Hacker News new | ask | show | jobs
by tom_ 1027 days ago
I bet that sizeof(int)==2 - which immediately tells you everything you need to know - and the return value from a function has 8 bits in X and 8 bits in A. So ldx#0:txa is how you load a return value of (int)0.

Regarding this specific unrolled loop, I would expect a 6502 programmer would just write the obvious loop, because they're clearly optimizing for space rather than speed when calling the ROM routine. They'll be content with the string printing taking about as long as it takes, which clearly isn't too long, as they wouldn't have done it that way otherwise. And the loop "overhead" won't be meaningful. (Looks like it'll be something like 7 cycles per character? I'm not familiar with the Apple II. Looks like $fbfd preserves X though.)

2 comments

We did a lot of loop unrolling and self modifying code back in the day, when making demos for the C64. The branch is really expensive. For example, clearing the screen you might use 16 STA adr,x and then add 16 to X before you branch to the loop.
Indeed, in some cases you want the unrolls.
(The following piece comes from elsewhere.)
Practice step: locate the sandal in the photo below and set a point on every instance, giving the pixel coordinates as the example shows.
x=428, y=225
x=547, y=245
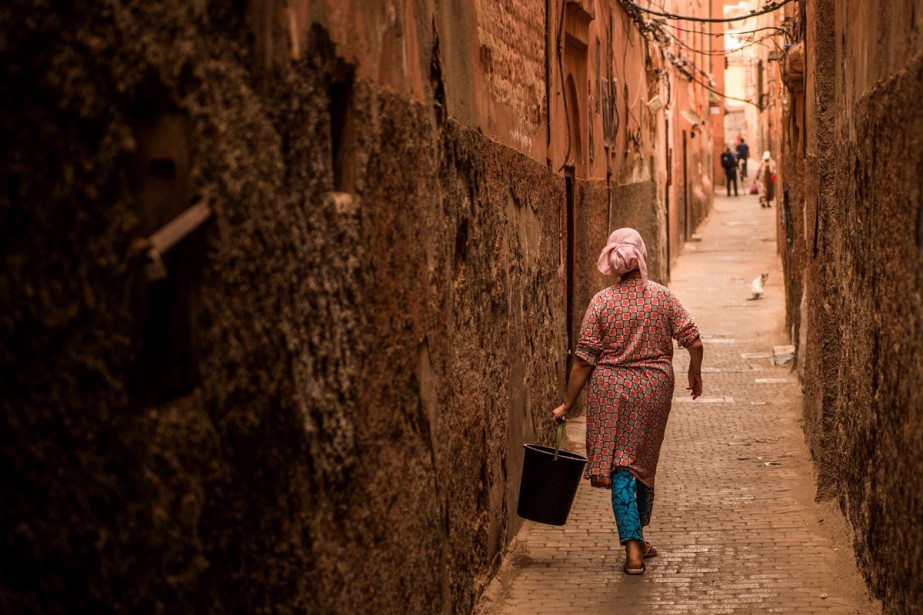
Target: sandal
x=634, y=570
The 6502 is good in the twisties, but if you're trying to do any kind of copy or fill then the percentage of meaningful cycles is disappointingly low, and the unroll may be necessary. Also, if you're trying to keep in sync with some other piece of hardware, then just doing it step at a time can be much easier.

I have done a lot of all of this sort of code and I am quite familiar with the 6502 tradeoffs. But for printing 15 chars by calling a ROM routine, I stand by my comments.

Yes, I compiled with -O3 for maximum speed. That would be an unusual flag choice in most cases.

I just wanted to use 6502 code (so many seem to be able to read it!) with C side by side. x86 would have worked as well. Where the fastest answer would also be the same construct, assuming the dependency on an external routine.